J'entre dans « l’épaisse » et nocturne barbe de l'imam. Comme un avertissement divin camouflé dans le pelage d'un animal de sacrifice, un bélier parachuté du ciel, cette fois-ci par « La Femme de l'imam » dans sa fierté maladive de balayer d'un bout de pagne nerveux l'œil humiliant d'une société intolérante :
« Quand il lui expliquait que Dieu comprend... Elle l'arrêta net : « Mais les gens comprendront-ils seulement ? Ne sais-tu pas qu'on te guette ? Partout où tu passes, tu professes, et avec zèle, que Dieu donne à quiconque lui demande. Et toi, l'imam de la ville, tu oses aujourd'hui ne pas avoir ton mouton ! Tu veux que je te dise ? Eh bien, bientôt nous serons montrés du doigt dans tout Koira-Noma. » Cela, la femme du marabout n'était pas prête à l'accepter. Autant mourir, sinon il ne sera pas dit que son mari a prêché faux. Elle le lui avait dit. Si lui ne faisait rien, elle n'allait pas croiser les bras. Elle ne prêtera pas le flanc dans cette cité où les gens étaient toujours prompts à dénicher la paille dans l'œil du voisin. Hadja le savait. À la moindre incartade on vous retirait un fidèle. Pour y remédier, elle aura un mouton. Qu'importent les moyens ! » (pp.67-68).

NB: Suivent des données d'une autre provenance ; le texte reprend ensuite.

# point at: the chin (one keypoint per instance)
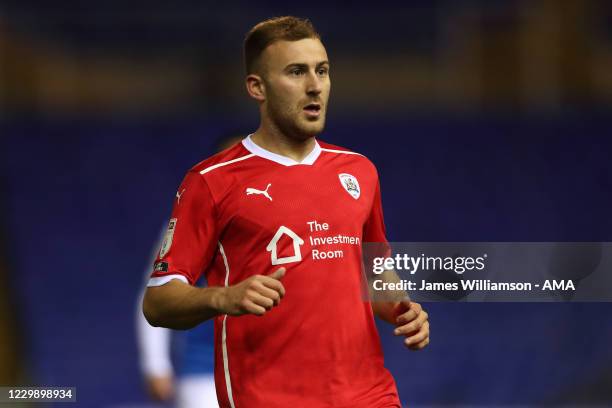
(310, 129)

La Barbe est courte. Taillée avec la précision d'un chirurgien opérant un cœur d’enfant. Mais on comprend, une fois dans son ombre, que sa taille est à chercher ailleurs ―au-delà de la page : sa limite est, si l'on veut, le commencement de sa véritable taille. Voilà, de mon point de vue, ce que devait être une nouvelle : un texte qui s'écrit après le point final. Un récit dont l'excipit est un autre incipit (dans l'esprit du lecteur). Une eau qui coule au-delà du ventre du fleuve, empruntant des chemins capables de se perdre les uns dans les autres, déracinant des certitudes et arrosant des jardins timides de doute au passage, semant des savanes et des forêts dans sa poussière qui ne retombe pas, selon les richesses du sol de l'esprit qui veut bien boire de son eau sacrée. Un récit rutilant d'une érudition retenue, ―on pourrait bien oser l’expression « retenue esthétique », qui ne veut rien dire au fond ―, à la manière d'une femme qui sait que trop de maquillage étouffe la beauté (le maquillage met en lumière une beauté déjà existante, il ne la crée pas ex nihilo. Je crois.). « Il avance, avance... Sans se presser mais ne s'arrête jamais ». Poil après poil dans la broussaille du menton de l’imam. Jamais le plaisir ne s’arrête. Il y a une sobriété dans le style qui ne cherche pas à éblouir mais à éclairer. Mieux, elle dit au lecteur : c’est toi la lumière.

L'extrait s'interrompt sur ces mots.